• Challenges may come, but UAE's ready for it

      December 2, 2017    

    The UAE economy, resilient to global and regional headwinds, has been on a steady rebound in 2017, despite predictions of a slowdown in economic growth elsewhere in the region.

    Economists and analysts predict that the UAE - marking its 46th year as one of the fastest-growing economies in the world - is set to almost double its expansion rate in 2018.

    The Institute of International Finance (IIF) affirms that the UAE is on track to be one of the best performers among the Middle East and North African economies over the next five years as its vibrant growth continues to be driven by trade and tourism.

    "The UAE continues to be the best-managed economy in the region. It possesses large financial buffers - estimated at around $670 billion, safe-haven status, excellent infrastructure and a relatively diversified business-friendly economy, which will help the economy cope with the prolonged low oil price environment," says Garbis Iradian, chief economist for the Washington-based IIF.

    Riding a wave of diversification, particularly into tourism, non-hydrocarbon trade, and financial services, the economy is better-positioned than its peers to continue to mitigate the adverse impact of low oil prices. Hydrocarbon GDP accounts for only 30 percent of total GDP and oil exports for slightly less than 40 percent of total exports.

    The International Monetary Fund said in its latest outlook for the UAE that better days are ahead for the country with the economy right on track for a rebound with a 3.4 percent surge in 2018.

    "We expect non-oil real GDP growth to accelerate to three percent in 2017 and 3.5 percent in 2018, supported by investment and non-oil exports of goods and services. Several high-frequency economic indicators, including the Purchasing Managers' Index [PMI], retail sales and number of tourist arrivals over the first nine months of 2017, suggest improvement in sentiment and private sector activity," said the IIF.

    Banks in the UAE are well-regulated and supervised and continue to weather the effects of low oil prices and the moderation in non-oil economic activity. Most analysts expect annual credit growth to recover from 1.7 percent at end-2017 to about five percent in 2018.

    Sultan bin Saeed Al Mansouri, UAE Minister of Economy, said that the outlook for the economy is brightening despite regional and global macroeconomic challenges.

    "With two years into Expo 2020 Dubai, the economic growth momentum is expected to pick up on the back of a vibrant non-oil sector as the country remains on track to establish a diverse knowledge- and innovation-driven economy," Al Mansouri said.

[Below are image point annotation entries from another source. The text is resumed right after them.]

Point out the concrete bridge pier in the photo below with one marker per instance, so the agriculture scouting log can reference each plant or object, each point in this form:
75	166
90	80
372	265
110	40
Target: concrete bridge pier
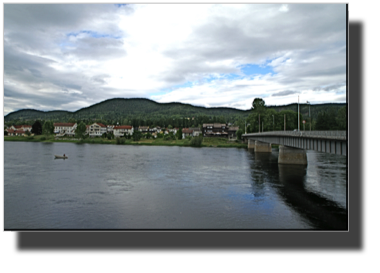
289	155
262	147
251	144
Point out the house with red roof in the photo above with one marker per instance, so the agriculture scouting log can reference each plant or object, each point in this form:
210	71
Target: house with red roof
96	129
64	128
118	131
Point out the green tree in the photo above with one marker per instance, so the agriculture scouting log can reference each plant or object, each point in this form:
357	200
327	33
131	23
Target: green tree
37	128
179	134
239	133
80	130
341	118
258	106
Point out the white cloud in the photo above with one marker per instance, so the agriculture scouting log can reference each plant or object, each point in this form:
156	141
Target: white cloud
83	54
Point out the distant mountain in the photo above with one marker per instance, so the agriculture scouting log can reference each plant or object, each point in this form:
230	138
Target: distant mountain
139	108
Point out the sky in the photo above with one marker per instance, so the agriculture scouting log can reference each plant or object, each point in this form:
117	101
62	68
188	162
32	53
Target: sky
70	56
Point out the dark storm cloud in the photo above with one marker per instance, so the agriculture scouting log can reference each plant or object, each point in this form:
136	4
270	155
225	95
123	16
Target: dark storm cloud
264	33
43	29
97	48
284	93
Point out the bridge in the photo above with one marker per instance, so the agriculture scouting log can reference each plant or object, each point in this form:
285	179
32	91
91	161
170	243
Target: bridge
294	143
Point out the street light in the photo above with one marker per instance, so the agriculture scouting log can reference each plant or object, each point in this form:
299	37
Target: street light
309	114
298	113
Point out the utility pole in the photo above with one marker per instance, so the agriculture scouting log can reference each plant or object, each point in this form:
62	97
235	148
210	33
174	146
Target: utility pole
309	114
298	113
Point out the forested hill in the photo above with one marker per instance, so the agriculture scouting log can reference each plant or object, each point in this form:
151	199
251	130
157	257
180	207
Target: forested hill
119	109
114	109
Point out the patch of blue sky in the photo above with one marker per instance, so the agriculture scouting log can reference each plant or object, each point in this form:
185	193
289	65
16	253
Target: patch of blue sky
92	34
254	69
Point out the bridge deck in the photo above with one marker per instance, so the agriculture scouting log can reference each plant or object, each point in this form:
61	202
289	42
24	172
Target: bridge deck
334	142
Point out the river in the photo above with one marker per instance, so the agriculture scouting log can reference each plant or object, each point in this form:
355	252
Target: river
125	187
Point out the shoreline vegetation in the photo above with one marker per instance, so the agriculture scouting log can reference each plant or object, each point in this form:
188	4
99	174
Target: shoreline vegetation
206	142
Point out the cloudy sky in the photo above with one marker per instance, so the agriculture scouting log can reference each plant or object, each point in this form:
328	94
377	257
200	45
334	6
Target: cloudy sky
69	56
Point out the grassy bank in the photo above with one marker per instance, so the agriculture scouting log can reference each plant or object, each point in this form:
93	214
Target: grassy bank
207	142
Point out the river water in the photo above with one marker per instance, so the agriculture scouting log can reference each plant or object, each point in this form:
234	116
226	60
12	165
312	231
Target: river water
157	187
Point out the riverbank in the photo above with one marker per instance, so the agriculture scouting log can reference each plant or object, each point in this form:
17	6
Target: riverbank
207	142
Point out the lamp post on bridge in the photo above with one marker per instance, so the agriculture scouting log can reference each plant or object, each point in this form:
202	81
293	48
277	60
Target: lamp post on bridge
309	114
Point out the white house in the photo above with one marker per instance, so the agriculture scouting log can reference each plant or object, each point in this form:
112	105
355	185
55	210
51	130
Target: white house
65	128
96	129
119	131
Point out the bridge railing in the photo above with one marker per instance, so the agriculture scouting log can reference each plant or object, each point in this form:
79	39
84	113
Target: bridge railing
324	134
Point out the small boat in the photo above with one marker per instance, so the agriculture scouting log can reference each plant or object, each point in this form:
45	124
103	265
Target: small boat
61	156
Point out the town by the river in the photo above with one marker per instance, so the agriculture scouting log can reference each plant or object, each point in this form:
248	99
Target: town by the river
126	187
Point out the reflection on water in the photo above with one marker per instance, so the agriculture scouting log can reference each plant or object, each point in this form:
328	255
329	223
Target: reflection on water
146	187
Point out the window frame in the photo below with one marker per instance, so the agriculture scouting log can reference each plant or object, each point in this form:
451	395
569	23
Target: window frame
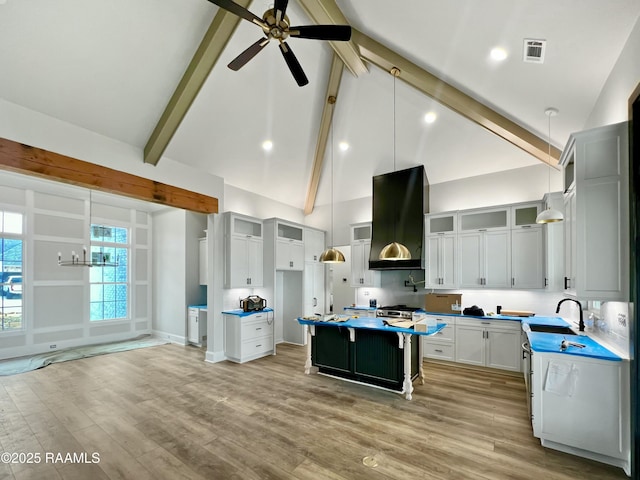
102	244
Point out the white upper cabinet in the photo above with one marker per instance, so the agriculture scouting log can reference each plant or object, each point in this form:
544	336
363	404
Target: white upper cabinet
289	246
441	247
596	165
484	220
361	276
243	251
484	246
314	244
527	247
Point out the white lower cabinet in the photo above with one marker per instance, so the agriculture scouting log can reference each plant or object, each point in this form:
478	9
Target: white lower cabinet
441	346
248	336
580	406
197	326
488	343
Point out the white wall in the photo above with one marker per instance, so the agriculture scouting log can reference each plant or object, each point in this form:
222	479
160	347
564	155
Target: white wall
169	274
55	300
259	206
612	105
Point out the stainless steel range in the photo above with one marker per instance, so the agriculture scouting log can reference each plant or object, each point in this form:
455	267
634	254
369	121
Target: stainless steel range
401	311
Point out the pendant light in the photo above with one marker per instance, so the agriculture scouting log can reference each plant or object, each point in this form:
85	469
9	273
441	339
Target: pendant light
550	215
394	250
332	254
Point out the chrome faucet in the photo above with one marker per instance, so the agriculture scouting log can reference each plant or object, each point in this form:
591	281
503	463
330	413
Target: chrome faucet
581	324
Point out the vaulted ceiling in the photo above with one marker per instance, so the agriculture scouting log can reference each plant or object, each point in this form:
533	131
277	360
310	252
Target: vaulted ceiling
113	67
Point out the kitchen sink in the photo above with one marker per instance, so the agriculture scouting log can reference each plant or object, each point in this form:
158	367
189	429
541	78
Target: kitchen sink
552	329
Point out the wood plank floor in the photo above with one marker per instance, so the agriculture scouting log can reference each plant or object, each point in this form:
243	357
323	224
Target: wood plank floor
163	413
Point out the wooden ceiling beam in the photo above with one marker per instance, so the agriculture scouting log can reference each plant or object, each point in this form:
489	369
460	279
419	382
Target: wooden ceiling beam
211	46
28	160
327	12
455	99
333	86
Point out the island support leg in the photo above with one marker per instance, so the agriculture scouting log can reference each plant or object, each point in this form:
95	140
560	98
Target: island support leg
408	384
307	363
420	359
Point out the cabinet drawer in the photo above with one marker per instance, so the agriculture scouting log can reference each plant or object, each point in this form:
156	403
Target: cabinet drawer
257	346
447	334
493	324
439	350
255	329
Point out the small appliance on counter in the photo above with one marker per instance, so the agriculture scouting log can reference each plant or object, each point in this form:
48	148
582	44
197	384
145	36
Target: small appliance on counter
400	311
253	303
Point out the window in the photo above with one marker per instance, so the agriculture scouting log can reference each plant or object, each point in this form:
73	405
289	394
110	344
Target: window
109	273
11	248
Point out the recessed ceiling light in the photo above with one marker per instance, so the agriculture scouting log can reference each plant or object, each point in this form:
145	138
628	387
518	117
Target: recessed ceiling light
498	54
430	117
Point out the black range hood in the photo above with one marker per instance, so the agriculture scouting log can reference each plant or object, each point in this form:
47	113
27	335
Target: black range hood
400	200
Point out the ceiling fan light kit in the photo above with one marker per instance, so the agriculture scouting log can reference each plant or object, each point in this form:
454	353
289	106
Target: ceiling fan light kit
275	25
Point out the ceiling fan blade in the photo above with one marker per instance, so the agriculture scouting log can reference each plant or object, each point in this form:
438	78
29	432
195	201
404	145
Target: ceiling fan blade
280	7
239	62
238	10
293	64
340	33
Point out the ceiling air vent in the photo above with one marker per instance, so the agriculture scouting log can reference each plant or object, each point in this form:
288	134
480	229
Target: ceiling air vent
534	50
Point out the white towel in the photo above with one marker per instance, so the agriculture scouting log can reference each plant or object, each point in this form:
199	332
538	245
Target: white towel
562	378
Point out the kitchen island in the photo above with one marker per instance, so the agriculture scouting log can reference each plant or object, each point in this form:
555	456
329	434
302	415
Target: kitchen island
365	350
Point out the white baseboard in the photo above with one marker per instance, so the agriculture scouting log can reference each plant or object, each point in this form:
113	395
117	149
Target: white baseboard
177	339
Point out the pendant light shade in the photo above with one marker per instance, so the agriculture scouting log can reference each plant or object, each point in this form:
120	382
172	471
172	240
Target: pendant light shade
394	250
332	254
550	215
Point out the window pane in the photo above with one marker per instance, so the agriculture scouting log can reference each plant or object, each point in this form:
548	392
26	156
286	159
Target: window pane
109	289
12	223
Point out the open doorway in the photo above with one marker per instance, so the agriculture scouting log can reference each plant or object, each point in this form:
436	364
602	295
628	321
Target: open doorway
634	202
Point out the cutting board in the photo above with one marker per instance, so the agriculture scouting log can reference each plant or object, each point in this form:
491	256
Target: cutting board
517	313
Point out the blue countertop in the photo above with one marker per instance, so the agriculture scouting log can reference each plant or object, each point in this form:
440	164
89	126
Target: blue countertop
241	313
371	323
550	343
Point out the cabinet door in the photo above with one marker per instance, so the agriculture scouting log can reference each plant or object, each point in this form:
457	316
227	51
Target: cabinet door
503	349
433	260
470	345
470	255
192	327
254	261
497	259
238	262
202	270
527	260
569	242
441	270
448	274
313	288
289	255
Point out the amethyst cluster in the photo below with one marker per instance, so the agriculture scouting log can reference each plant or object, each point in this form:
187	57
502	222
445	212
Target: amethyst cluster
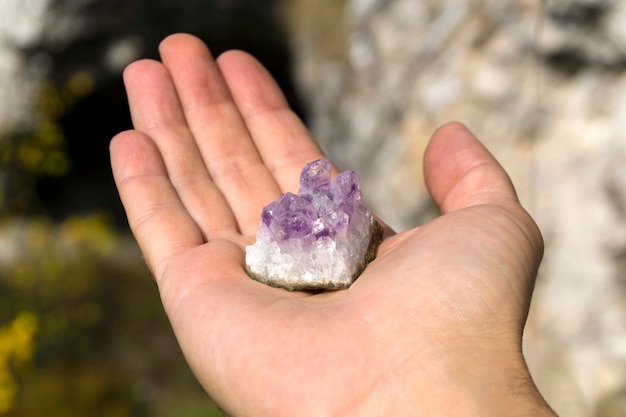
321	238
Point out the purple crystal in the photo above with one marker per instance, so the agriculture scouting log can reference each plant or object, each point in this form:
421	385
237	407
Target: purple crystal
315	177
321	237
291	217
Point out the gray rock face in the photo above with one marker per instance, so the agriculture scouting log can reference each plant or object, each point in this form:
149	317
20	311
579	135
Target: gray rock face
541	83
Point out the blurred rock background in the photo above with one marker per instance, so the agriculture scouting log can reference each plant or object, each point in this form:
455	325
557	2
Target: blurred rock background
540	82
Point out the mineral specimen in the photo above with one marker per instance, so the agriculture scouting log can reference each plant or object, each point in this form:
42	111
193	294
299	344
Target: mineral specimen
321	238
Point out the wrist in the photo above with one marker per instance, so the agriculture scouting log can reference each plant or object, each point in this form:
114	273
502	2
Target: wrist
489	384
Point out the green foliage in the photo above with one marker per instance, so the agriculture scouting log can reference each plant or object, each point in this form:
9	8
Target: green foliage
82	331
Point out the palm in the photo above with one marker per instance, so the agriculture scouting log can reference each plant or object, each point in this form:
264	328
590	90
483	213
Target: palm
213	145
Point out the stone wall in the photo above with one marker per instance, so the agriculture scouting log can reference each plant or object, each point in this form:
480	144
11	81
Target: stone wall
542	84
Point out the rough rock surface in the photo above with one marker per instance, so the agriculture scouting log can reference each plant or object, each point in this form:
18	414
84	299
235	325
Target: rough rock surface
541	83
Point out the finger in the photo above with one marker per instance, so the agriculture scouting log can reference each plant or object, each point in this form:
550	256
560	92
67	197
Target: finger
219	130
460	172
281	138
155	110
160	222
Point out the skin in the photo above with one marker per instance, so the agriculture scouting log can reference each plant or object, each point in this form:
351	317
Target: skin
432	327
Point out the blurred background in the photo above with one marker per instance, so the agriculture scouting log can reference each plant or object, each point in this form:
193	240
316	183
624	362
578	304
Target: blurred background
542	83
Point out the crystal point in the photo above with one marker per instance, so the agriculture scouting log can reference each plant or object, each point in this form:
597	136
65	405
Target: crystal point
321	238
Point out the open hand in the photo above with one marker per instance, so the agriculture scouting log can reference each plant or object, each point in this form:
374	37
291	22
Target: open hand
432	327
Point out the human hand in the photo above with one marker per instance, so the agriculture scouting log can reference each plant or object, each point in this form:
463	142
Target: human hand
432	327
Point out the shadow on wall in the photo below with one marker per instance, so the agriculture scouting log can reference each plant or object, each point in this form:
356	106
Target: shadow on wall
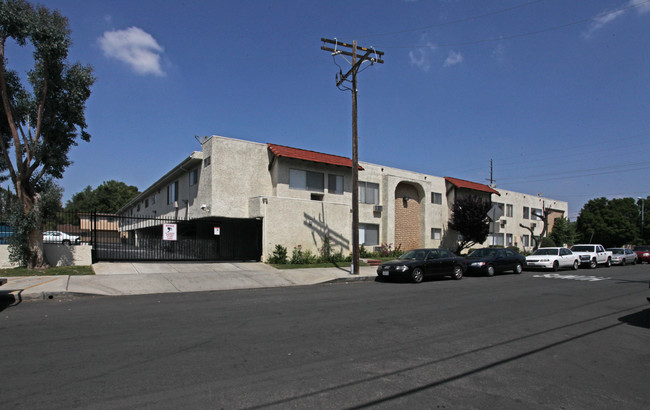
320	230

    The World Bank official, however, stressed the need for the private sector to drive most of the economic growth, and private-public-partnership models will be very important in securing that. He believes that the privatization drive will help prop up the capital markets.

    In the most recent edition of the Global Competitiveness Report 2017-18, issued by the World Economic Forum, the UAE topped the Arab world and ranked 17th globally in the global competitiveness ranking. The report also ranked the UAE among the top 20 competitive economies globally for the fifth consecutive year. The country also maintained its ranking to be among the world's most significant innovation-based economies for the 11th successive year.